At issue is whether the paying of fees and commissions to brokers as incentives to sell particular insurers’ products is a conflict of interest.
Marsh & McLennan Cos., Aon Corp. and Willis Group Holdings Ltd., the world’s three largest insurance brokers, said late Thursday and Friday they received subpoenas from Spitzer’s office asking for information about compensation arrangements made with the insurance companies whose policies they sell.
While the investigation is still in the early stages, increased regulation of such agreements could have a significant impact. Such compensation accounts for nearly 20 percent of brokerages’ profits on average, according to a study by J.P. Morgan in January.
Last February the Washington Legal Foundation, a public watchdog group, said such agreements “can create an unavoidable conflict of interest for the insurance broker.”
The foundation asked New York to investigate the practice last February in a letter sent to New York’s Superintendent of Insurance.
Aon and Willis Group said that such compensation agreements are a long-standing, common practice within the industry and are disclosed to clients.
A spokeswoman at Marsh said that the company had received a subpoena from Spitzer’s office and that it was cooperating with the requests.
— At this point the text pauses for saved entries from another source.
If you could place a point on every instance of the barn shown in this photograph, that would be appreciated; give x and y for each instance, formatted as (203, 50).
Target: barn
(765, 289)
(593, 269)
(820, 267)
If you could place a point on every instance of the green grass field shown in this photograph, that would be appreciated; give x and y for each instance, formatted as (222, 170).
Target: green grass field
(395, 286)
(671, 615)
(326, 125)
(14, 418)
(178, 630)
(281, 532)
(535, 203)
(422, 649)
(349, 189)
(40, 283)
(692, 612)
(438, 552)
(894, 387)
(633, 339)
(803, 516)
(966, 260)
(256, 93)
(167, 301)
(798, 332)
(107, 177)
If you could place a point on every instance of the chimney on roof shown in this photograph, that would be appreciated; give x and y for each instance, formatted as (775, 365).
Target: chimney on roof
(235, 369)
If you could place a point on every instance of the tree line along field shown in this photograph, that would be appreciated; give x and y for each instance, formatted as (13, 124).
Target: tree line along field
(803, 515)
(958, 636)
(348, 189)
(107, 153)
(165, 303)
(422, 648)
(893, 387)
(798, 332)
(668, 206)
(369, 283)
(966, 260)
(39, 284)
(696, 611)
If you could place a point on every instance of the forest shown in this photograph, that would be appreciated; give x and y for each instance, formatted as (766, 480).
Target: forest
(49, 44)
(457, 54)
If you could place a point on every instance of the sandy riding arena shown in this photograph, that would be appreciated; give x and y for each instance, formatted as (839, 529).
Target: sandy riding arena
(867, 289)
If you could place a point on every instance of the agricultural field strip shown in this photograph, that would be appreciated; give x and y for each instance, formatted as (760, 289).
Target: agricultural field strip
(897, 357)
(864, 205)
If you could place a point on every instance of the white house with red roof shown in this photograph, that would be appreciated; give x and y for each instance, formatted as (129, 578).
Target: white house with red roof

A spokeswoman for Spitzer’s office had no comment.
Spitzer’s latest probe into the financial services industry comes as regulators investigate other aspects of the insurance business.
Both the U.S. Securities and Exchange Commission and Spitzer’s office began investigating improper trading of variable annuities sold by insurers last year.
Insurer Conseco Inc. said earlier this month that it may face charges for allowing clients to “market time,” a practice where investors profit from swings in the market by rapidly buying and selling shares in variable annuities or mutual funds.
Compensation agreements between insurance brokers and insurers have similarities to arrangements that were at issue in the mutual fund industry investigations.
Last month mutual fund company Massachusetts Financial Services, a unit of Sun Life Financial Services of Canada Inc. , agreed to pay $50 million in a settlement with the SEC for compensation it had made to about 100 brokerage companies to sell its funds.
Last November Morgan Stanley agreed to pay $50 million to settle allegations of steering clients to mutual funds sold by companies it also had compensation agreements with.
Those cases centered around the failure to disclose the arrangements to investors who were buying the mutual funds.
Marsh, Willis and Aon all said they disclose the compensation agreements, either through fee agreements with clients, invoices to clients or on Web sites.
However, the Washington Legal Foundation argued in its letter to the New York state insurance department that the disclosures are “often so convoluted - and in some cases omitted altogether - that many companies are unaware their brokers have these side agreements in place.”